Shepard's classical music recordings include albums with Leonard Bernstein, Pierre Boulez and others, and his albums of popular music include, among others:
- Harold Arlen and Barbra Streisand – Harold Sings Arlen (1966);
- Leontyne Price – God Bless America (1982);
- Barbara Cook – The Disney Album (1988);
- The Boston Pops – Music of the Night (1990);
- Betty Buckley – An Evening at Carnegie Hall (1996); and
- Julie Andrews – Classic Julie (2001).

In addition, Shepard contributed to the early 1970s "switched-on" cycle of synthesized electronic classical albums, with Everything You Always Wanted to Hear on the Moog* (*but were afraid to ask for), in collaboration with Andrew Kazdin (1973).

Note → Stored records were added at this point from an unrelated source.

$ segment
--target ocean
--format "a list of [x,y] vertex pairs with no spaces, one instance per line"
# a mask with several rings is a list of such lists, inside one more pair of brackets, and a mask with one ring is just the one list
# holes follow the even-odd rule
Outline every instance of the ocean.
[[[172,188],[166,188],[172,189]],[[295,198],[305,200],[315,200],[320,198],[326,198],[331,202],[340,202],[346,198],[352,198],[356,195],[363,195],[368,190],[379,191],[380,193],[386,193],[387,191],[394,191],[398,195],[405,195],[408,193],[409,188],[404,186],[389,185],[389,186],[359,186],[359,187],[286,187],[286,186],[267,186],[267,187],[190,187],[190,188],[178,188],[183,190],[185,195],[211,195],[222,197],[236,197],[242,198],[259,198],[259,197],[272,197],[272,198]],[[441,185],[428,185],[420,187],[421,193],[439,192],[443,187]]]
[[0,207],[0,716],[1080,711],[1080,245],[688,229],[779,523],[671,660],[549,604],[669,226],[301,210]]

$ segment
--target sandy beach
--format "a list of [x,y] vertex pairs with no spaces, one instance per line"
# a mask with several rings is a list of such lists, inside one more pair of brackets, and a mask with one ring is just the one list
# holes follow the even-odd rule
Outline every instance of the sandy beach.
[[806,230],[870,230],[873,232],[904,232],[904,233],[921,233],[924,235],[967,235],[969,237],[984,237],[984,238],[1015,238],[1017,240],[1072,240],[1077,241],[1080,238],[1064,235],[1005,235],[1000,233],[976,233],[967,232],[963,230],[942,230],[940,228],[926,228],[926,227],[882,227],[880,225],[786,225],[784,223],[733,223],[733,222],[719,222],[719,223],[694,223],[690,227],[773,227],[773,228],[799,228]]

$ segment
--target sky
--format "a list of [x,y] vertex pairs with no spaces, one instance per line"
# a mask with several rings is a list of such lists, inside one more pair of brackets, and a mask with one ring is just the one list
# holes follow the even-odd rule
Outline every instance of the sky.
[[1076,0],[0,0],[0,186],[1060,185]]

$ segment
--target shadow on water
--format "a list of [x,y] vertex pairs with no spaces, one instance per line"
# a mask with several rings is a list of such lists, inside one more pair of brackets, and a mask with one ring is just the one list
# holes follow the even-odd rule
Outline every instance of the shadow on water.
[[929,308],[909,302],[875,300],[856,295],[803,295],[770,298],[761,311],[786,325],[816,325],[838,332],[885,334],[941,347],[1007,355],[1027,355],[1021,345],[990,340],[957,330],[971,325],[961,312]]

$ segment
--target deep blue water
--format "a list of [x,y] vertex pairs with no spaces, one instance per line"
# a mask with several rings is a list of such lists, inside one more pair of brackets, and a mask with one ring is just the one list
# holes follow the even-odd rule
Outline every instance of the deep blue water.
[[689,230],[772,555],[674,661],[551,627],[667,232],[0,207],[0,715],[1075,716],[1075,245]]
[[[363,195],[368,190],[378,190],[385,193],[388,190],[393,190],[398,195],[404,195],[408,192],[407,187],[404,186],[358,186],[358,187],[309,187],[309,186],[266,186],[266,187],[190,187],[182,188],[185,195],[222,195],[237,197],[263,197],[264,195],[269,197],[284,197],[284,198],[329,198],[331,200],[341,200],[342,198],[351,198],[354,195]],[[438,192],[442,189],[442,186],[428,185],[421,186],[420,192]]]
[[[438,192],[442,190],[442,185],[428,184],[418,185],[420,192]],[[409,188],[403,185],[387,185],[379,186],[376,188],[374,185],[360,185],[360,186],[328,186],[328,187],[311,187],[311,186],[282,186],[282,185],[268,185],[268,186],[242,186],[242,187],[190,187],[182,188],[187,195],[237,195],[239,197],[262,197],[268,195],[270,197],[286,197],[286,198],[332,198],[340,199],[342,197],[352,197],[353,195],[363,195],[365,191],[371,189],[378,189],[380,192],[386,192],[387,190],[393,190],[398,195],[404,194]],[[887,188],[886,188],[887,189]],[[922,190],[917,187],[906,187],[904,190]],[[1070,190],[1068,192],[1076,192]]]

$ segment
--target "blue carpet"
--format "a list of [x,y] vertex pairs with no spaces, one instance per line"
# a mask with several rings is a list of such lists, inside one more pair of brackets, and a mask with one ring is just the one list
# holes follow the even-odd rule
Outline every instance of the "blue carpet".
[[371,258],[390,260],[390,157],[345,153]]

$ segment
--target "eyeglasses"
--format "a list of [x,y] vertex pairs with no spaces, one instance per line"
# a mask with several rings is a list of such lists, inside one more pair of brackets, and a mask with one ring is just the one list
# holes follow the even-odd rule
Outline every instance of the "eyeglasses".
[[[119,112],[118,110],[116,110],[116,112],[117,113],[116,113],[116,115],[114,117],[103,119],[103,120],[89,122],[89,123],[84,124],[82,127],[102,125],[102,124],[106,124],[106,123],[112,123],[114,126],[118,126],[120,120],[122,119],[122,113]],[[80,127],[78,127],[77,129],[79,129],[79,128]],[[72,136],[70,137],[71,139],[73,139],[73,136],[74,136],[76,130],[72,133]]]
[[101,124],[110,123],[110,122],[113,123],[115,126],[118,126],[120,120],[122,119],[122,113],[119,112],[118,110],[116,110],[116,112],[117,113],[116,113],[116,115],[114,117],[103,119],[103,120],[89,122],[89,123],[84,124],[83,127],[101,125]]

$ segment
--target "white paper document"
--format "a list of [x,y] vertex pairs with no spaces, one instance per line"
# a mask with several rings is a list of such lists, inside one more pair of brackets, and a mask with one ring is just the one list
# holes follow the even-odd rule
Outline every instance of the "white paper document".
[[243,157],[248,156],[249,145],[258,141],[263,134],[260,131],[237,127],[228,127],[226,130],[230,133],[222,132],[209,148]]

In the 1990s, he also produced several albums for Sony Classical, with conductor John Williams and The Boston Pops, including The Star Wars Trilogy (Skywalker Orchestra); The Spielberg-Williams Collaboration; I Love a Parade; Kismet, starring Samuel Ramey, Jerry Hadley, Dom DeLuise, Ruth Ann Swenson and Julia Migenes; and The Green Album, among others.